On Erd\H{o}s-Ko-Rado for random hypergraphs II

TL;DR

This paper investigates the Erdős-Ko-Rado property in random hypergraphs, showing that for certain parameters, these hypergraphs almost surely exhibit the property, extending classical combinatorial results to probabilistic settings.

Contribution

It establishes that random hypergraphs with high edge probability typically satisfy the Erdős-Ko-Rado property, answering a previously open question.

Findings

For n=2k+1 and p > 1 - ε, the hypergraph almost surely has the Erdős-Ko-Rado property.

The result holds as k approaches infinity, indicating a phase transition.

Mentions a similar probabilistic version of Sperner's Theorem.

Abstract

Denote by $\mathcal{H}_k (n,p)$ the random $k$-graph in which each $k$-subset of $\{1... n\}$ is present with probability $p$, independent of other choices.
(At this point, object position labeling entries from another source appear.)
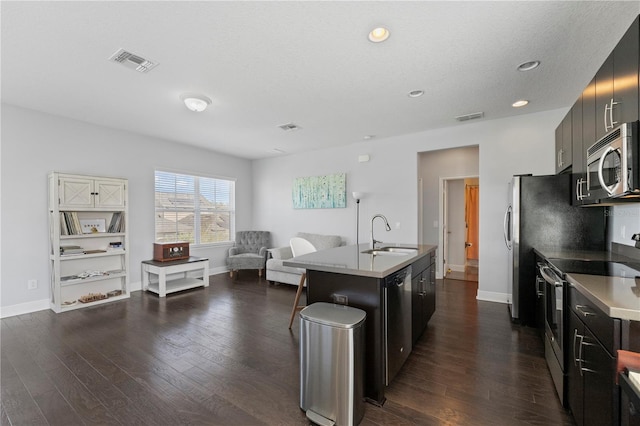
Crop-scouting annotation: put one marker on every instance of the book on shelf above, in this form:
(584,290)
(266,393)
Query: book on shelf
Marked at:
(71,250)
(117,223)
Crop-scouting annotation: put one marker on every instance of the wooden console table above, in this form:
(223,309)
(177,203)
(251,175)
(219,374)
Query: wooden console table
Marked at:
(164,270)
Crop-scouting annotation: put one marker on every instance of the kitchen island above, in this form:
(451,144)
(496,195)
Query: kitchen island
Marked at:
(385,284)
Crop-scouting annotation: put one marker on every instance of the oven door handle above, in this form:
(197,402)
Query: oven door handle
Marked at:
(610,190)
(548,278)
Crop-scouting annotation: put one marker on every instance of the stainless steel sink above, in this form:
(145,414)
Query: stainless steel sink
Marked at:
(391,251)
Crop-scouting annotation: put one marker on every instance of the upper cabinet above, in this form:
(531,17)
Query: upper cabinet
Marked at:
(564,144)
(611,99)
(86,193)
(617,84)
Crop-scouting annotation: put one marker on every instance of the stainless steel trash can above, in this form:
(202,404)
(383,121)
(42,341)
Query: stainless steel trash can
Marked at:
(332,363)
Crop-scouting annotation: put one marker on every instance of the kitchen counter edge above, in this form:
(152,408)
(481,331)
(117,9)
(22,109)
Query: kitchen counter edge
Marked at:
(321,261)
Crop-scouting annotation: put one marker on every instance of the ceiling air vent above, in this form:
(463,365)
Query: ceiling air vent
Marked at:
(133,61)
(289,127)
(470,116)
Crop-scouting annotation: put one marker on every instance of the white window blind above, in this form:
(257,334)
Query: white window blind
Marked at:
(197,209)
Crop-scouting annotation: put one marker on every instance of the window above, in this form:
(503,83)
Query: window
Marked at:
(197,209)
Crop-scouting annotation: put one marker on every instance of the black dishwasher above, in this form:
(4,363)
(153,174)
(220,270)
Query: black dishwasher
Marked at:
(397,321)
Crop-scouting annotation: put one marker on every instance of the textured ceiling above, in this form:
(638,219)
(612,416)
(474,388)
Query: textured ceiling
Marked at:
(268,63)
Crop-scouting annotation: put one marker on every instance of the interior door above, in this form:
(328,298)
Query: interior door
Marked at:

More or less answering a question of Balogh, Bohman and Mubayi, we show: there is a fixed $\varepsilon >0$ such that if $n=2k+1$ and $p> 1-\varepsilon$, then w.h.p. (that is, with probability tending to 1 as $k\rightarrow \infty$), $\mathcal{H}_k (n,p)$ has the "Erd\H{o}s-Ko-Rado property." We also mention a similar random version of Sperner's Theorem.